Comentário a “Multinaturalismo e teoria da expressão”: há limites na expressão ilimitada?
Benito Eduardo Araujo Maeso[1]
Referência do artigo comentado: PITTA, Maurício Fernando. Multinaturalismo e teoria da expressão. Trans/Form/Ação: Revista de Filosofia da Unesp, Marília, v. 47, n. 1, e0240005, 2024.
Muitos seres se dizem de muitas formas. Contudo, é possível relacioná-las, quando se referem a seres outros entre si, mas que compartilhariam propriedades ou atributos? Tal multiplicidade ontológica, cosmológica e linguística pressuporia, no limite, o colapso da linguagem e a ruptura completa da relação palavra-objeto, não pela falta do que dizer, mas por sua profusão? A incomensurabilidade, por princípio, entre as formas de expressar tais seres e os seres em si seria passível de ampliação até chegar às relações entre seres totalmente distintos? Poder-se-ia retornar a certo nominalismo, no qual o ato de nomear dá o estatuto ontológico do nomeado – ou a existência do nome atesta a existência do objeto?
O artigo de Mauricio Pitta (2024) instiga tais questões, ao trazer uma interessante visão da “possibilidade de uma teoria da expressão para o multinaturalismo”, enfrentando a relação conflituosa entre o deleuzianismo e as cosmologias ameríndias. Seu cerne repousa numa insuficiência da leitura deleuziana sobre Espinosa (por demais contaminada pela ideia do Uno ou da univocidade), para abarcar a equivocidade da cosmologia yanomami, onde o sentido do ser (se é que tal categoria pode ser aplicada, a não ser por analogia, a terceira ontologia possível na situação) se altera, constitui-se num outro, de acordo com a direção percorrida (posição defendida pelo autor em outro trabalho, sobre o esquecimento). É bem argumentado e persuasivo, entretanto, pressupõe conhecimento profundo do tema: a neófitos, não seria fácil estabelecer analogias conceituais com terrenos conhecidos.
Pelo pouco espaço, escolho abordar pontos indicados pelo autor, em seu diálogo com o/a parecerista. Partamos da imanência (conceituável pela ideia de o existente, em si e por si, ser o princípio da realidade e do conhecimento verdadeiros): pensá-la é pensar algo sem dentro ou fora, um infinito sem centro fixo. Estabelecer relações entre múltiplos infinitos, cada um imanente em si, não recairia num retorno à transcendência (ou num fora do que é imanente em si e para si)? Quais os estatutos de existência desses infinitos ou universos? Coexistem? Pitta assim sugere, embora não pareça ou precise haver hierarquia entre infinitos.
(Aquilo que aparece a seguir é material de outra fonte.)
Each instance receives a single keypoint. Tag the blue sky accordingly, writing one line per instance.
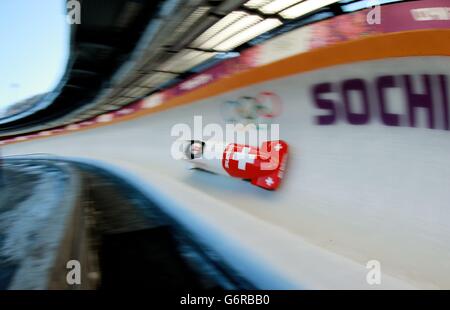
(34, 38)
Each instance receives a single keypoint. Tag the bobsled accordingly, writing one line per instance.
(263, 166)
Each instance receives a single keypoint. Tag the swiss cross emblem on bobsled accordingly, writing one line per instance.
(263, 166)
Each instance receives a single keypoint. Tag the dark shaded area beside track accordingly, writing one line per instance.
(125, 241)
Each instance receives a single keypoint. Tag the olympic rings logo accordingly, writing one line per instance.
(257, 110)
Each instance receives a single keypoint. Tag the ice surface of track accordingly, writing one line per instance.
(352, 194)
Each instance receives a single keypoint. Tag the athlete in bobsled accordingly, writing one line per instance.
(263, 166)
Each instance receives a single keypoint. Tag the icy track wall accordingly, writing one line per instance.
(367, 179)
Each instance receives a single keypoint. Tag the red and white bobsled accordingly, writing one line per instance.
(263, 166)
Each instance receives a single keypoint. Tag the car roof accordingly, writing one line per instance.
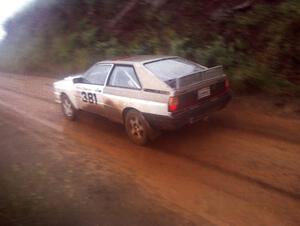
(137, 59)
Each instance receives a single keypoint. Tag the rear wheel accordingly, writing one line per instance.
(67, 107)
(137, 127)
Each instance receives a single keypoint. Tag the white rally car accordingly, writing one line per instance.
(145, 93)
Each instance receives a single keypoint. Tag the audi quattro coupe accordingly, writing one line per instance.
(145, 93)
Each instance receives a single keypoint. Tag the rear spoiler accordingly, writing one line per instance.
(208, 74)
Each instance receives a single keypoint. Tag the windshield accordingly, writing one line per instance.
(168, 69)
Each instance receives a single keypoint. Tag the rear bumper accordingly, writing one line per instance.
(189, 116)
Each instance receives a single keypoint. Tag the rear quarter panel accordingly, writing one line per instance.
(116, 100)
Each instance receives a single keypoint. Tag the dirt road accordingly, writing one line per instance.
(241, 167)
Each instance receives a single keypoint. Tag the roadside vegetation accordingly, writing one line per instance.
(258, 42)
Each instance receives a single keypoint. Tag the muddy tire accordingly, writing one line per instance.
(137, 127)
(67, 107)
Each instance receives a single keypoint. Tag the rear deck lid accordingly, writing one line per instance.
(179, 73)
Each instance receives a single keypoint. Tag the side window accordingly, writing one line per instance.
(97, 74)
(125, 77)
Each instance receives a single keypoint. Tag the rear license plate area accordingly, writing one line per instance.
(204, 92)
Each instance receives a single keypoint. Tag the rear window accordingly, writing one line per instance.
(169, 69)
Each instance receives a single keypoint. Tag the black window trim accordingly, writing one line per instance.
(107, 76)
(121, 87)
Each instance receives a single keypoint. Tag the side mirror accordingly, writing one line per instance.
(78, 80)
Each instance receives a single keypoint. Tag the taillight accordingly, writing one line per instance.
(173, 104)
(226, 84)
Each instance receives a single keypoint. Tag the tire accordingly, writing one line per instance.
(67, 107)
(137, 127)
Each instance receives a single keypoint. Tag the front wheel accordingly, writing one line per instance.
(67, 107)
(137, 127)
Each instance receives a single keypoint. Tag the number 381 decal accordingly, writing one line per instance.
(89, 98)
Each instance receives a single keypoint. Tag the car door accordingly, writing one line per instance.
(90, 90)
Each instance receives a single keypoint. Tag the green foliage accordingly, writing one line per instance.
(259, 48)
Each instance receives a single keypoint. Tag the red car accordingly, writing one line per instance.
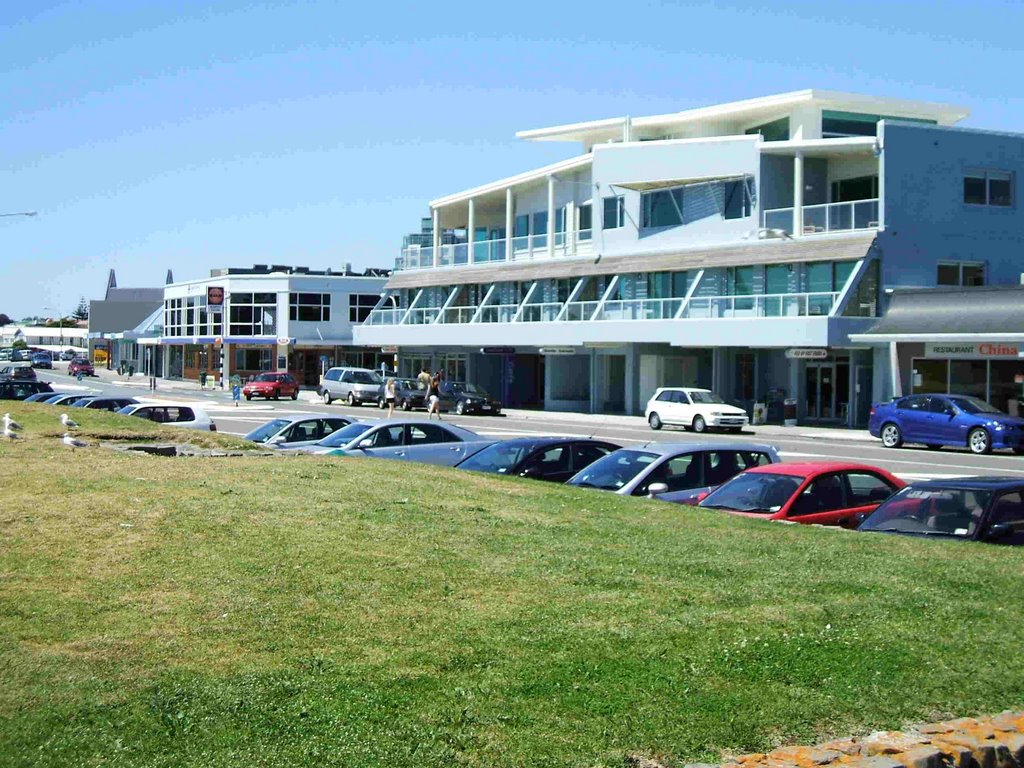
(275, 385)
(822, 493)
(81, 366)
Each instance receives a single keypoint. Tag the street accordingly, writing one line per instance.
(795, 443)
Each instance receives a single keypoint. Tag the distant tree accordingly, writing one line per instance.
(82, 310)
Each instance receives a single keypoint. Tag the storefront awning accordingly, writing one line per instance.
(990, 313)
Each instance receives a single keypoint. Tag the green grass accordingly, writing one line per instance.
(280, 611)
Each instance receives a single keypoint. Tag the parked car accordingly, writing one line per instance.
(983, 509)
(271, 385)
(821, 493)
(694, 409)
(464, 397)
(182, 415)
(43, 394)
(19, 390)
(300, 429)
(104, 403)
(391, 439)
(41, 359)
(673, 471)
(68, 398)
(17, 372)
(554, 459)
(938, 420)
(81, 366)
(409, 393)
(354, 385)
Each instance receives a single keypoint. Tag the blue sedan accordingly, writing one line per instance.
(938, 420)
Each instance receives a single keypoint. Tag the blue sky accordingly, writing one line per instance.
(186, 135)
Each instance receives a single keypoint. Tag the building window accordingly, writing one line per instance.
(988, 188)
(253, 314)
(360, 304)
(970, 273)
(309, 307)
(614, 212)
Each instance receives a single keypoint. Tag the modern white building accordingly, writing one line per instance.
(266, 317)
(736, 246)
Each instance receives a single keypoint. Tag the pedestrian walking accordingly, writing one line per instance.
(434, 396)
(390, 392)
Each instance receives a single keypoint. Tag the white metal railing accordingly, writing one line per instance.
(580, 310)
(761, 305)
(639, 309)
(385, 316)
(828, 217)
(458, 314)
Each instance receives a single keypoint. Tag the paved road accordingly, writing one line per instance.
(795, 444)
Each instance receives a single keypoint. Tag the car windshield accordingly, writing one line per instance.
(705, 397)
(754, 492)
(930, 511)
(614, 470)
(974, 406)
(366, 377)
(268, 430)
(499, 458)
(345, 435)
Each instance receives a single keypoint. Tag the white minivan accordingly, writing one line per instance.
(694, 409)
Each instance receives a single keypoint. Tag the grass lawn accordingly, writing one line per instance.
(298, 610)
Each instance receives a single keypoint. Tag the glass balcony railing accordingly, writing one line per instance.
(830, 217)
(762, 305)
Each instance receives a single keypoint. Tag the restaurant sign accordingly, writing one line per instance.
(981, 350)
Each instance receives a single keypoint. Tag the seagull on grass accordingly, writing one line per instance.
(74, 442)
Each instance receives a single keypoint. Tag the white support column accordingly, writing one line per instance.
(437, 238)
(470, 231)
(551, 217)
(798, 195)
(509, 222)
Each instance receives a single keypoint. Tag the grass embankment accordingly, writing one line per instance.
(355, 612)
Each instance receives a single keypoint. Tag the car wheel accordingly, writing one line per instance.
(979, 441)
(891, 435)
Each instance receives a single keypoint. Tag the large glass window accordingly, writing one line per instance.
(310, 307)
(614, 212)
(988, 188)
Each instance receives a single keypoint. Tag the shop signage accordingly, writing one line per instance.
(981, 350)
(811, 353)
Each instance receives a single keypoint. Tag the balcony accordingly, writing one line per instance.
(525, 248)
(829, 217)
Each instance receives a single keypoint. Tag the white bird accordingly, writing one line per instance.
(74, 442)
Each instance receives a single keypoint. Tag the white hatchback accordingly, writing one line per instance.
(173, 415)
(694, 409)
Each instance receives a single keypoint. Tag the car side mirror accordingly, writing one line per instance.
(656, 488)
(998, 530)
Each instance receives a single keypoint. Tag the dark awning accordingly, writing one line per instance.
(994, 313)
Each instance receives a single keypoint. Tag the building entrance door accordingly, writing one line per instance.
(827, 387)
Na sequência, Pitta (2024) acompanha criticamente a interpretação deleuziana sobre a estrutura da díade espinosana substância/modo, a partir do conceito de atributo. Conforme Pitta, Deleuze vê em Spinoza duas tríades de expressão: na primeira, a substância se expressaria em infinitos atributos que indicam qualidades específicas. Na segunda, a expressão de cada atributo ocorre em infinitos encadeamentos causais de infinitos modos, ou modificações específicas da essência da substância expressa por seu respectivo atributo.
Se é a mesma potência infinita da Natureza que se expressa de forma simultânea e na mesma ordem e conexão nos modos de todos os atributos, visto que “[...] a ordem e conexão das ideias é a mesma que a ordem e conexão das coisas” (Espinosa, 2015, E II, Prop. VII), a leitura de Deleuze estabeleceria uma correspondência entre os modos dos diferentes atributos da Substância, acarretando um paralelismo ontológico. Contudo, conforme Deleuze (2002, p. 75, itálicos nossos),
[...] esse paralelismo entre a ideia e seu objeto implica apenas a correspondência, a equivalência e a identidade entre um modo do pensamento e outro modo tomado num único atributo bem determinado (no nosso caso, a extensão como único outro atributo que conhecemos: assim o espírito [mente] é a ideia do corpo e de nada mais). Ora, a sequência da demonstração do paralelismo (II,7, esc.) eleva-se ao contrário a um paralelismo ontológico: entre modos de todos os atributos, modos que não diferem senão pelo atributo. Segundo o primeiro paralelismo, uma ideia no pensamento e seu objeto em tal outro atributo formam um mesmo “indivíduo” (II, 21, esc.); conforme o segundo, modos de todos os atributos formam uma mesma modificação.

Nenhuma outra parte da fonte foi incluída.